1. The interface should eschew pop-up windows or dialog boxes. Such windows tend to be viewed as 'interruptions' by user and can consequently disrupt to a physician's workflow. When overused, they contribute to the cognitive load required when navigating an interface: the physician has to open, move and resize numerous windows that litter the desktop when attempting to retrieve a desired portion of a patient's record. The windows may have to be manually closed before moving to another part of the record.

2. The interface should offer the physician a means of quickly 'flipping' through a patient's record. Being able to quickly thumb-through a patient's paper chart and zero-in on relevant portions allows a physician to quickly get an overview of a patient's current condition. This can also be useful when assessing a new patient or when the physician needs to be quickly brought up to speed of a patient's recent history. This feature in an EMR would provide physicians a means of acquiring a helpful 'gestalt' of a patient.

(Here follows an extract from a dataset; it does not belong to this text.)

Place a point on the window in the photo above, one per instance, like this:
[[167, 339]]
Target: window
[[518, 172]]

3. When recording information, the interface should give physicians the same flexibility as a blank piece of paper. While rigid forms consisting of checkboxes and selecting items from pull-down lists of limited choices can be unavoidable in some cases and may be desirable in other cases, such form elements should not be the sole mechanism available to a physician when recording patient information. He or she must be able to freely record his or her assessment of a patient using either free-form or semi-structured text. By adopting some modest restrictions and conventions on the way physicians record patient information, the EMR should be able to intelligently extract relevant information such as objective quantifiable data, orders and prescriptions.